A blockwatch is the perfect way to do that. It gets you out to meet people on your street, helps to fight crime and neglect and brings a community together.
It is easy to feel like you don’t need anyone when times are good; but especially when it is difficult, we must reach out to each other and offer a helping hand.
Blockwatches do the following:
•Get people connected and looking out for each other. This is not the proverbial nosy neighbors spying on each other, but the reporting of suspicious activity. Knowing your neighbor’s schedule and what vehicles are supposed to be in their driveway can make the difference between a break-in that is successful and one that is thwarted.
•Establish a positive working relationship with the Columbus Division of Police. When you set up a blockwatch through the Strategic Response Bureau and are assigned a police liaison officer, you are being proactive. Learn the difference between calling 911 and the non-emergency number, 645-4545.
•Draw the community together for a common goal. Blockwatches are a good way to get to know people through the shared desire to rid your neighborhood of crime and make it a safer community.
•Open up new opportunities. Citizen Police Academy is a unique program through the police department. It is a class designed for residents and blockwatches to get an overview of different areas within the police department and see how they are trained. It is free and a wonderful opportunity to get a bird’s-eye view of how the police function in different capacities.
•Empower people. It is difficult to live in a neighborhood where you feel powerless against drug dealers and other illegal activity, or where you feel that your safety is compromised.

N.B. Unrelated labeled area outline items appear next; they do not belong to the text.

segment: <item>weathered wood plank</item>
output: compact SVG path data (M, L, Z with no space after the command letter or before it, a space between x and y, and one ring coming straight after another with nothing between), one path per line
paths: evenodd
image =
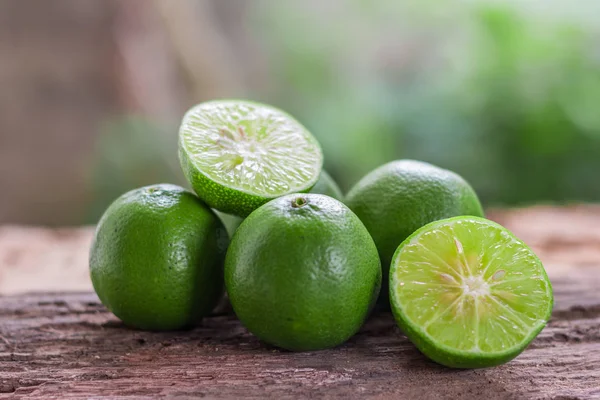
M90 292L30 293L0 297L0 397L600 398L600 209L492 216L541 255L556 296L548 327L506 365L438 366L390 314L336 349L290 353L261 343L232 315L151 333L123 327Z

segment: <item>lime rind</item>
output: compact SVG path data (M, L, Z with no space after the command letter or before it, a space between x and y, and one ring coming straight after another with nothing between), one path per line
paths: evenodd
M427 241L436 246L427 247ZM550 281L535 254L500 225L478 217L436 221L408 237L393 257L390 299L399 326L417 348L457 368L516 357L543 329L553 305Z
M321 147L304 126L259 103L198 104L184 116L179 138L182 167L194 190L211 207L237 215L310 190L323 164ZM216 204L208 190L229 193Z

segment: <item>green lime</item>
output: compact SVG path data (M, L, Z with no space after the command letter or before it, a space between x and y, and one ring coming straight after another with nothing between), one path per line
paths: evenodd
M381 266L373 239L344 204L292 194L242 222L227 251L225 286L260 339L318 350L358 331L379 294Z
M336 200L344 201L344 195L342 194L340 187L325 170L321 171L319 180L315 183L315 186L310 189L309 193L324 194L333 197Z
M434 165L399 160L373 170L346 195L345 203L373 237L388 276L394 251L430 222L459 215L483 216L477 194L454 172ZM387 279L379 303L389 308Z
M90 252L102 303L126 325L179 329L208 315L223 293L227 232L175 185L125 193L106 210Z
M217 216L219 217L221 222L223 222L223 225L225 225L225 229L227 229L227 233L229 234L229 237L233 236L233 234L235 233L235 230L238 228L238 226L240 226L240 224L244 220L243 218L240 218L236 215L225 214L219 210L213 210L213 211L215 212L215 214L217 214Z
M523 351L552 312L536 255L502 226L477 217L433 222L406 239L390 270L392 311L432 360L491 367Z
M179 128L179 158L202 200L240 217L279 196L308 192L323 164L319 143L298 121L238 100L192 107Z

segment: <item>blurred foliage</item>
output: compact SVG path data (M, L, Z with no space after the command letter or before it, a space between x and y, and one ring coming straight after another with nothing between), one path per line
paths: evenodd
M271 84L252 97L307 125L344 191L380 164L414 158L462 174L488 206L600 200L595 25L448 3L259 1L247 18ZM98 205L134 186L181 183L174 132L110 125Z
M593 31L509 5L398 3L269 3L259 24L269 100L319 137L344 189L416 158L461 173L488 205L600 199Z

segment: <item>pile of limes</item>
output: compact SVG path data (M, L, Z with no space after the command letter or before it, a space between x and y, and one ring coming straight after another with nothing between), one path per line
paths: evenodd
M92 282L129 326L193 326L226 289L250 332L307 351L391 308L424 354L470 368L512 359L548 321L539 259L453 172L394 161L344 198L304 126L246 101L189 110L179 158L195 194L136 189L98 223Z

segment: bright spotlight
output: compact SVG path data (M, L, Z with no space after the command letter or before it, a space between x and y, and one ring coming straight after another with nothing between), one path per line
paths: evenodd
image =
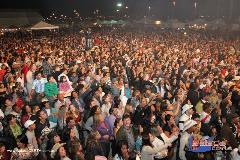
M117 6L118 7L122 7L122 3L117 3Z

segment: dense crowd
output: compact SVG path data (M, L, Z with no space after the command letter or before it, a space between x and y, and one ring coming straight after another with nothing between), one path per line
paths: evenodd
M89 37L1 37L0 159L240 159L239 39Z

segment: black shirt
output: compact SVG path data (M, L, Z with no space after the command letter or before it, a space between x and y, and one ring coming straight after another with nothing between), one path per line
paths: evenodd
M39 138L42 135L42 130L45 127L50 127L48 120L46 120L44 124L42 124L40 121L36 122L36 129L35 129L36 138Z

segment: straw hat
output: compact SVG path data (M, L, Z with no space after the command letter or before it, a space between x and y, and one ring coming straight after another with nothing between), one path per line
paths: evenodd
M195 126L197 124L196 121L194 120L189 120L184 124L184 128L183 128L183 132L185 132L186 130L188 130L189 128L191 128L192 126Z

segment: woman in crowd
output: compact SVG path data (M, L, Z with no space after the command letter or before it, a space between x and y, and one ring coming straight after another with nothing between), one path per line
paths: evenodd
M104 156L100 143L101 135L98 131L92 131L87 140L86 159L94 160L95 156Z
M12 160L24 160L24 159L34 159L35 150L34 147L28 144L28 139L26 135L19 135L17 137L17 148L14 148L12 153Z

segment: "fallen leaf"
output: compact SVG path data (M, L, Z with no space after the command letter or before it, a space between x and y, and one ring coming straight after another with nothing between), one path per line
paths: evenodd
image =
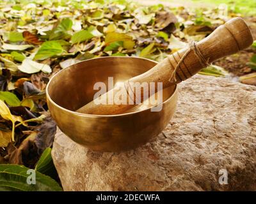
M12 31L9 33L9 39L11 42L23 41L22 33Z
M19 116L12 115L9 108L4 101L0 100L0 115L5 120L11 120L12 122L12 140L14 142L15 123L17 121L22 122L22 119Z
M34 84L29 82L24 82L23 83L23 86L26 96L37 94L41 92Z
M3 131L0 130L0 147L7 147L12 142L12 131Z
M7 43L3 43L2 45L3 49L10 50L25 50L33 47L31 45L12 45Z
M31 33L29 31L24 31L22 33L24 40L33 45L41 45L43 41L38 40L38 38L35 34Z
M173 50L173 52L182 49L187 46L188 44L186 43L179 40L177 38L175 38L173 35L172 35L169 40L169 45L168 48Z
M36 52L35 59L43 60L56 55L60 55L63 52L60 43L57 41L48 41L42 44Z
M81 43L93 38L93 35L88 31L83 30L75 33L71 38L72 44Z
M23 53L20 53L17 51L12 51L11 55L15 61L19 62L22 62L26 59L26 55Z
M0 60L4 63L5 68L9 69L10 71L12 72L15 72L18 71L19 68L18 66L13 62L1 56L0 56Z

Blockwatches help you to feel like you have the power to take back your neighborhood through hard work and policing.
•Bring about renewal and change through other avenues. With an established blockwatch in place, you can bring other programs into your neighborhood. Start a cleanup or apply for a grant for beautification of your street.
An important component of blockwatching is keeping in mind that everything is interconnected. Have problems with drug dealers in abandoned homes? Work with the city and code enforcement to get the homes boarded up and extra police presence on the block. Keep the trash cleaned up and remove the graffiti in the neighborhood. Illegal activity moves in where there is a vacuum. Fill that vacuum with a community garden and something to keep the neighborhood children involved in a healthy activity.
It is hard, but nothing worthwhile is achieved easily or quickly! Let’s work together to take back our neighborhood.
Lisa Grazier is coordinator of the Camp Chase Blockwatch.